Desenvolver soluções inovadoras para o ecossistema de pagamentos e democratizar o acesso à estrutura financeira de qualidade. Esse foi o objetivo de João Miranda e Thiago Arnese, ex-diretores da Pagar.me ao criarem a Hash lab, empresa de tecnologia para meios de pagamentos.

Atualmente, existem muitas companhias com grandes redes que geram valor para comerciantes e estabelecimentos. No entanto, o mercado físico de pagamentos no Brasil demanda novas soluções, pois ainda há poucas opções de plataformas oferecidas por um pequeno grupo de empresas. É nesse contexto que a Hash lab foi fundada, para desenvolver tecnologias que monetizam a receita e transformam qualquer organização em um provedor de serviço de pagamento, sem burocracia.

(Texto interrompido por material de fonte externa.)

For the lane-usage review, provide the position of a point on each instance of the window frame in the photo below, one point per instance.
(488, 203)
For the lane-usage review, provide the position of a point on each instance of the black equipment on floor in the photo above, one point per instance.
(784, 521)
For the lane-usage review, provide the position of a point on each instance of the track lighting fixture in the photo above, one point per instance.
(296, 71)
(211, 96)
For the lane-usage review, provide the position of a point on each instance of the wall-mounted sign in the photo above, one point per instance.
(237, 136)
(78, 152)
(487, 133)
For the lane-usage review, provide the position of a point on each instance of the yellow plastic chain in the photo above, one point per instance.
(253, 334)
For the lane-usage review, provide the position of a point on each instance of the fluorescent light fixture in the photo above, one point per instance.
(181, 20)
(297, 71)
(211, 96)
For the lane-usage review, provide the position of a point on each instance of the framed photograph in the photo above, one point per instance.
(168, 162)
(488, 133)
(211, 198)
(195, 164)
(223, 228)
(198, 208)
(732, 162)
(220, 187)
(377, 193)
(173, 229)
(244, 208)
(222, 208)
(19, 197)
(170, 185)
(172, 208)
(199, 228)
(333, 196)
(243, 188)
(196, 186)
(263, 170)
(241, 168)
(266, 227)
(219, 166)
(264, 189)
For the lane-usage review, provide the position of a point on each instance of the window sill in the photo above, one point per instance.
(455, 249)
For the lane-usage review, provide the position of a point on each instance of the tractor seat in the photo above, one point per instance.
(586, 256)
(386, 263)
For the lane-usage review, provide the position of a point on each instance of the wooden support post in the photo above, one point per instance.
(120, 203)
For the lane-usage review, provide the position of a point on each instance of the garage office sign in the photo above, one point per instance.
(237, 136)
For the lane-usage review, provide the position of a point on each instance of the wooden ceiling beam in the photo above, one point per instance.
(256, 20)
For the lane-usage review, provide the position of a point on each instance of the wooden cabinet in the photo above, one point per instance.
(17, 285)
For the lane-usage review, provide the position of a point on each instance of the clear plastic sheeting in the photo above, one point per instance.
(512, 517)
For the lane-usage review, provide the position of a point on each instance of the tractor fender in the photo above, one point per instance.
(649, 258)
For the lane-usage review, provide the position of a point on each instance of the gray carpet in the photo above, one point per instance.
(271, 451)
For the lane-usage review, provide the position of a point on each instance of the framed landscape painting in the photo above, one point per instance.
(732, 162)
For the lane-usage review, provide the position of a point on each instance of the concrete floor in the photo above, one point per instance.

“Nossa atuação sempre foi voltada à criação de soluções que possam revolucionar o mercado como um todo. O que nos motiva é o desafio depoder mudar para melhor todo um ecossistema”, explica Thiago Arnese, sócio e cofundador da Hash lab. “Nossa passagem na Pagar.me foi importante para aprendermos sobre negócios, e agora com uma empresa própria temos a oportunidade de assumir um desafio muito maior.”

A fintech atua majoritariamente no varejo físico, mercado que movimenta mais de R$ 1 trilhão por ano, sendo que apenas 3% desse montante é proveniente de provedores de serviços de pagamentos. Seu principal produto é a plataforma Hash Payment Plataform, focada em otimizar e integrar diversas ferramentas. A tecnologia permite que o parceiro seja um provedor de serviços de pagamento (PSP), gerando valor ao ponto de venda.

Aportes e parcerias

Com alto potencial de crescimento, a Hash lab recebeu aporte do fundo de venture capital Canary, um novo projeto criado e gerido por bem-sucedidos empreendedores brasileiros. “A Canary tem uma proposta inovadora no Brasil e acredita na nova geração de startups de tecnologia no país”, comenta João Miranda, cofundador da Hash lab. “Além do investimento também nos apresentaram para outros empreendedores e potenciais parceiros”.

Com o montante a ideia é trazer novos talentos para o time, que atualmente é liderado por Arnese e Miranda. “Uma equipe de profissionais excelentes, com o mesmo mindset, é essencial para que possamos evoluir exponencialmente”, explica João. Avançando de forma rápida, a Hash lab estima um faturamento processado de mais de R$ 50 milhões, até o final de 2017.